In Kürze:
- Wie derzeit in Deutschland, gab es auch zuvor, z.B. in den Nachbarländern, hitzige Debatten über die Finanzierung und Ausrichtung des öffentlich-rechtlichen Rundfunks (ÖRR).
- Generell nimmt das Vertrauen in Medien- und Nachrichtenhäuser ab, ein Trend, der nicht vor öffentlich-rechtlichen Anstalten Halt macht.
- Ein Reform-Vorschlag sieht einen Rollenwechsel vor, wonach der ÖRR künftig weniger produziert und mehr kuratiert. Dadurch sollen Mittel effizienter genutzt und Vertrauen gestärkt werden.
(Dieser Artikel erschien als EN Original auf Medium)
Die Debatten sind hitzig, die Wogen gehen hoch. Selten hat in Deutschland die Thematik des Rundfunkbeitrages so viel Aufsehen erregt, wie dieser Tage. Die Ablehnung der Erhöhung von 86 Cent (pro Beitragszahler) in Sachsen-Anhalt führt zu politischem Klamauk und rechtlichen Drohungen. Fakt ist, Deutschland hat den relativ gesehen teuersten öffentlich-rechtlichen Rundfunk (ÖRR) der Welt.
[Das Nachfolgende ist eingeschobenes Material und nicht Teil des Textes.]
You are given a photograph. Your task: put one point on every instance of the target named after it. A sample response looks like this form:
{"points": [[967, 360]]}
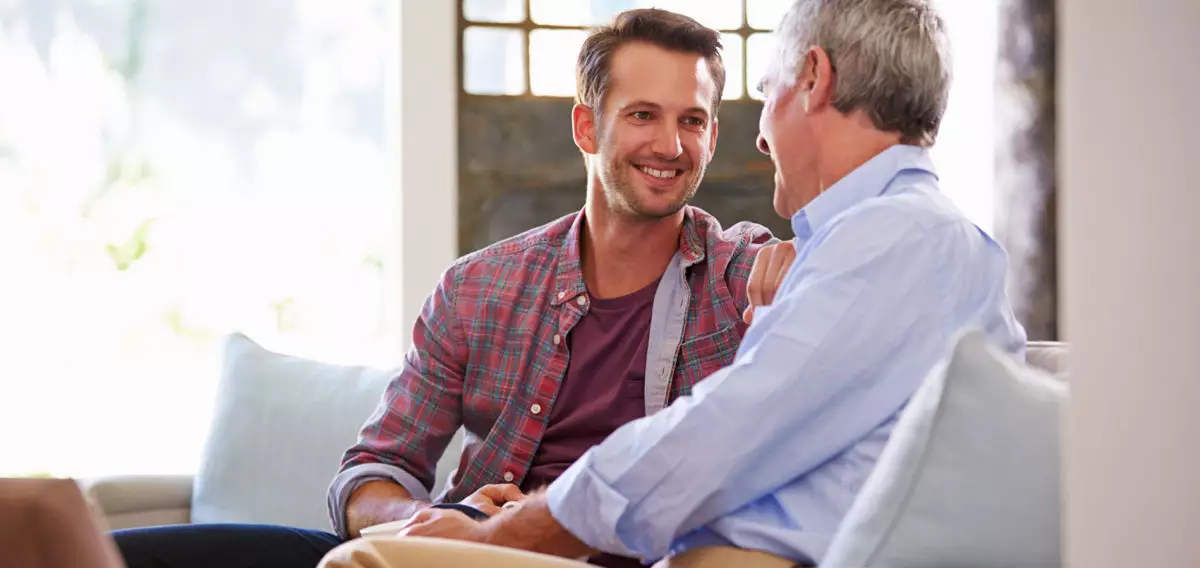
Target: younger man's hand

Die rund 8 Mrd. Euro gehen primär an ARD, ZDF, sowie Deutschlandradio, Deutsche Welle, und die regionalen Rundfunkanstalten (BR, SWR, NDR, etc.).
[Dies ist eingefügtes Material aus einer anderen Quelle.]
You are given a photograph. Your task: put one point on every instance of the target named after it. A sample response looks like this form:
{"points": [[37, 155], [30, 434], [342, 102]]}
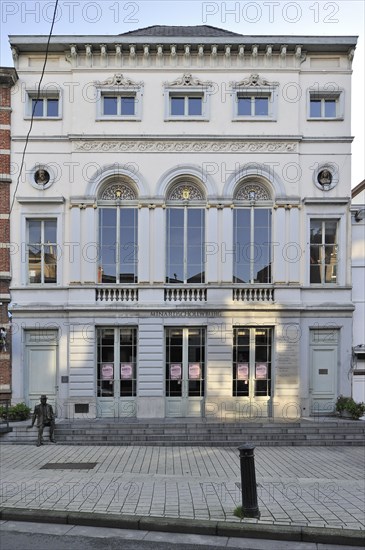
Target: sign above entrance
{"points": [[242, 371], [194, 371], [175, 371], [107, 371], [126, 371]]}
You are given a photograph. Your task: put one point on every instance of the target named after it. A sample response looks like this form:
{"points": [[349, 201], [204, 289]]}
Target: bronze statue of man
{"points": [[44, 415]]}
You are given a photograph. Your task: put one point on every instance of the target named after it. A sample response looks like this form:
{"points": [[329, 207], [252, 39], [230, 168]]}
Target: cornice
{"points": [[194, 145]]}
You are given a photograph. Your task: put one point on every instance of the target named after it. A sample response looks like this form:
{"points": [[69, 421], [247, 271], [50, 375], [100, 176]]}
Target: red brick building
{"points": [[8, 78]]}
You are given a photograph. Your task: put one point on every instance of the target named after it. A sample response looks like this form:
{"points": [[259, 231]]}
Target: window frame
{"points": [[186, 93], [185, 209], [269, 92], [44, 95], [252, 208], [322, 95], [42, 219], [120, 92], [322, 265], [105, 205]]}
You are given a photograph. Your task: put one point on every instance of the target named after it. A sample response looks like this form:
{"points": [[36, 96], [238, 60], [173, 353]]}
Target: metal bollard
{"points": [[250, 507]]}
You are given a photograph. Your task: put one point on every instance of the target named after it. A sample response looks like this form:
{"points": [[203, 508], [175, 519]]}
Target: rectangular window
{"points": [[118, 105], [185, 245], [252, 348], [252, 245], [118, 245], [44, 106], [186, 105], [42, 251], [323, 251], [117, 362], [252, 106], [325, 104], [255, 104]]}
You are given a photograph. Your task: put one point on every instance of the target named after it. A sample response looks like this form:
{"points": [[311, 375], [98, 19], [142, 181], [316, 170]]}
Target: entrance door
{"points": [[41, 365], [185, 371], [252, 357], [323, 358], [116, 371]]}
Während die Debatte in Deutschland derzeit Höchsttemparaturen erreicht, waren die alpennahen Nachbarländer in den letzten Jahren bereits in ähnlichen Situationen. Österreich und die Schweiz haben sich mit der Finanzierung des ÖRR befasst und ebenfalls politische Geschütze hochgefahren. In der Schweiz fand 2018 gar eine Volksabstimmung (was sonst?) zur "Abschaffung der Billag" (Billag = Finanzierungsvehikel) und somit zur Abschaffung der Finanzierung der ÖRR statt. Die Abstimmung an sich, war ein Inbegriff der zuletzt immer polarisirender werdenden Vorlagen. Diese dienen dem Trend des populistischen politischen Klimas und verkennen meist die Vielfalt der Realität. Es gibt nicht nur ja oder nein, alles oder nichts. Die Welt ist vielfältiger - wir sollten öfter über Reformen, statt über Verbote, sprechen & abstimmen.
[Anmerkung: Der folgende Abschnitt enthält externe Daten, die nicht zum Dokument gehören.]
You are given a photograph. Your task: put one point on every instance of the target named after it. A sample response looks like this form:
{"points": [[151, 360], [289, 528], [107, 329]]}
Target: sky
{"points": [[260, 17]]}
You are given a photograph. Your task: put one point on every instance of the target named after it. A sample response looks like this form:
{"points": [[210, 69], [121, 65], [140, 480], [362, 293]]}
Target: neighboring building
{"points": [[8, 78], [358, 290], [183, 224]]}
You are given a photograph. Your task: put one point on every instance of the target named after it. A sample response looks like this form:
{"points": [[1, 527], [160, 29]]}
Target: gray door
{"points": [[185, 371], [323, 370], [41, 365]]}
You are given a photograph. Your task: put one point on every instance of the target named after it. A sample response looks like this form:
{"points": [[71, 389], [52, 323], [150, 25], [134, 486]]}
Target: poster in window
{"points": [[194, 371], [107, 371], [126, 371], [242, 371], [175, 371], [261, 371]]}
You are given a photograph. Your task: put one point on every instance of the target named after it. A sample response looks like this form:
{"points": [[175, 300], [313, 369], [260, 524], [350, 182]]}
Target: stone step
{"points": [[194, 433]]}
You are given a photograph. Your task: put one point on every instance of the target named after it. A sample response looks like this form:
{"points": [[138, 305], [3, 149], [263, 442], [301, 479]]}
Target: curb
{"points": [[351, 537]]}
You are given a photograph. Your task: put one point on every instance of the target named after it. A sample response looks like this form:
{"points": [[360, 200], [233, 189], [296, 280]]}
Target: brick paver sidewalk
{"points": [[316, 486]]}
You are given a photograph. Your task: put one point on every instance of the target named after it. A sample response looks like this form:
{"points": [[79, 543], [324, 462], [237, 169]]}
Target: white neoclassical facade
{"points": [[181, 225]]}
Die Initiative zur Abschaffung der Billag ging 2018 in der Schweiz mit 71,6% Nein-Stimmenanteil verloren. Vorerst bleibt in der Schweiz also (fast) alles beim Alten.
Die Frage ist nicht, ob es einen öffentlich-rechtlichen Rundfunk braucht. Öffentlich-rechtliche Anstalten stellen essenzielle Bestandteile der Medienlandschaft dar und erfüllen wichtige, mandatierte Aufgaben. Das Feld komplett der Privatwirtschaft zu überlassen würde nicht zu besseren Resultaten führen. Medien & Nachrichten sind Teil der öffentlichen Infrastruktur und fallen daher zu gewissen Teilen auch in öffentliche Verantwortung. Der Staat hat sicherzustellen, dass alle relevanten Themen in der Berichterstattung berücksichtigt werden - und dass seine Bürger Zugang zu Nachrichten & Medien haben.
Ein der Privatwirtschaft überlassener Mediensektor würde dazu führen, dass viele Themen nicht mehr vertreten wären - und, dass immer mehr Bürger aus der Welt der Qualitätsmedien ausgepreist würden. Das Phänomen des "pricing out" ist ernstzunehmen und unterstreicht die Wichtigkeit des ÖRR. Die Medienwelt hat in den letzten 5+ Jahren verstanden, dass eine primär werbefinanzierte Berichterstattung a) nicht der Qualität dient, b) für viele nicht tragfähig ist - und c) wie 2020 gezeigt hat, auch nicht krisenfest ist. Während (online) Abonnemente als Umsatztreiber erfolgreich wiederentdeckt werden, werden Zahlungsschranken (Paywalls) enger gesetzt. Was, wenn der private Qualitätsjournalismus hinter Zahlungsschranken verschwindet - und nur noch Billigmedien mit 60%+ Anzeigen-Umsatzanteil für die breite Öffentlichkeit übrig bleiben? Zugang zu Nachrichten ist daher eine der essenziellsten Aufgaben des ÖRR. Demokratie dauert länger als 20 Minuten.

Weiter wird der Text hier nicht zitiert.